# drake killer



## bandman (Feb 13, 2006)

hey fellas, 
well it finally happened today, took my gun to get measured for a 
"drake killer" choke tube today. pick it up on tuesday and i am sooooo excited. ive been puttin it off for way too long, and i do have to say one was probably not necessary for this years poundings on the giants but i am just way to curious. Kevin from Custom Gun Works is a hell of a guy, if you like to talk hunting you will have a hard time getting out of the store, lol. i just didnt want to leave  
when he told me you that i will never have to worry about shooting a 3.5 inch shell again, i was pretty shocked to say the least. said they would be a waste of money and recoil w/ this new choke. so it will pay itself off very quickly, i will keep you posted/updated throughout the season and if anyones curious just shoot me.

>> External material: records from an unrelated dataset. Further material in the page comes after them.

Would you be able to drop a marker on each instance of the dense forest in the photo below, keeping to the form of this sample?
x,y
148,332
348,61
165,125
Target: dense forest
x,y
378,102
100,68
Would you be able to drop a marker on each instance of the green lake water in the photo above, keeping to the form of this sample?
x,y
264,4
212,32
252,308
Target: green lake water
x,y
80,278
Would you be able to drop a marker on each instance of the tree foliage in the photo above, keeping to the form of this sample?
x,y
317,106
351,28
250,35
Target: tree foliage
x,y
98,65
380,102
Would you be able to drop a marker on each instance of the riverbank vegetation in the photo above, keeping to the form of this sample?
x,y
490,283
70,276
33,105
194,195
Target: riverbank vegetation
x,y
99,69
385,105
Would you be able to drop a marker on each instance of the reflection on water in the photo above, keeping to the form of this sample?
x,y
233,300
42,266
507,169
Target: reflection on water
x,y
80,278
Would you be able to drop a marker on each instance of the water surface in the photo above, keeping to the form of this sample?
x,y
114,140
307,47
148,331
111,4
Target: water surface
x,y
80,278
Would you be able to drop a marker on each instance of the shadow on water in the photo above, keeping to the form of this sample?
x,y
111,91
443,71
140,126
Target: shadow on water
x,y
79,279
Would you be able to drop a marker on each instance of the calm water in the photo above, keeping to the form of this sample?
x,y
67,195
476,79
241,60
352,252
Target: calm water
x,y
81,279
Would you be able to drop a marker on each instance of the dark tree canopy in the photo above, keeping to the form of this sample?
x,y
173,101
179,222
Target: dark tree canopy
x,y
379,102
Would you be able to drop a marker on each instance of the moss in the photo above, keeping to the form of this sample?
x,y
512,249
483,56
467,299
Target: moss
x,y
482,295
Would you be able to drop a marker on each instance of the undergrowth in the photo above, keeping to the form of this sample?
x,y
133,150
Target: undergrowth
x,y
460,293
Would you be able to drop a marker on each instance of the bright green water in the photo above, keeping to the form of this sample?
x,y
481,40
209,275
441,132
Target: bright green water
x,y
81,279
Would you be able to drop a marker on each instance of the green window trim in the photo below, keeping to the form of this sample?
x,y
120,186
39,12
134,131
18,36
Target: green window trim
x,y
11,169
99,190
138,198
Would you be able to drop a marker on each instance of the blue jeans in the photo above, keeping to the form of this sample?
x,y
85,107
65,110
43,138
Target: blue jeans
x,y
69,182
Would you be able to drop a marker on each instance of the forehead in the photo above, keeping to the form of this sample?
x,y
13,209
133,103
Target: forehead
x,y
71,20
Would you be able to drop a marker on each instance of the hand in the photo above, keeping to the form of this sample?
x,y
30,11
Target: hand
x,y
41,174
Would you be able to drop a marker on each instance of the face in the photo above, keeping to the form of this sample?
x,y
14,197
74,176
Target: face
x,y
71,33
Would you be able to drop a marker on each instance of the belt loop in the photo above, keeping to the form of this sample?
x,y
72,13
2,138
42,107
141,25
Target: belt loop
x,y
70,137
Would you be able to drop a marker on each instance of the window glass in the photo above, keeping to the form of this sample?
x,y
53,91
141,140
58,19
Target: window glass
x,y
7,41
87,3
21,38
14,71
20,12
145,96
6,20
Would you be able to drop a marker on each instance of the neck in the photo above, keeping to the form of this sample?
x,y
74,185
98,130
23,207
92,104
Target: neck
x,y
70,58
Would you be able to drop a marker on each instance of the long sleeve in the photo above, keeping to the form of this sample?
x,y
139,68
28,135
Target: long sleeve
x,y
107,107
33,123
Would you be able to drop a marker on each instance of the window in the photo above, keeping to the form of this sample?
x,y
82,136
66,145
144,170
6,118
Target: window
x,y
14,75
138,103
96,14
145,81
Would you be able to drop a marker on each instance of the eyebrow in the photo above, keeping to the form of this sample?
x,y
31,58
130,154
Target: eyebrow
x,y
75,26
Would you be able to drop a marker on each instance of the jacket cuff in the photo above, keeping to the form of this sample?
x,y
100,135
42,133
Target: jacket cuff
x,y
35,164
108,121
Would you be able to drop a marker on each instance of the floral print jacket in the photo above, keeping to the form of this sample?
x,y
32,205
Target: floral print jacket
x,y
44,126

2 bands for the year already, life cant get any better than these fall months!!! 
good luck to all this year!!!


----------



## USAlx50 (Nov 30, 2004)

just picked mine up a week ago.. it hits em hard :beer:


----------



## alwayshuntin (Sep 16, 2006)

just wondering where you can buy them or how much?
thanks


----------



## Bob Kellam (Apr 8, 2004)

You can not buy a "Drake Killer" in the stores, They are custom made for you gun. Contact Kevin at Custom Gun Works, 701-232-8525


----------



## stevepike (Sep 14, 2002)

What is the theory behind this choke?

Where does it fall in the spectrum of open to extra full choke?

How much does it cost?

For those who have had them for a complete season, do you still feel it was worth it?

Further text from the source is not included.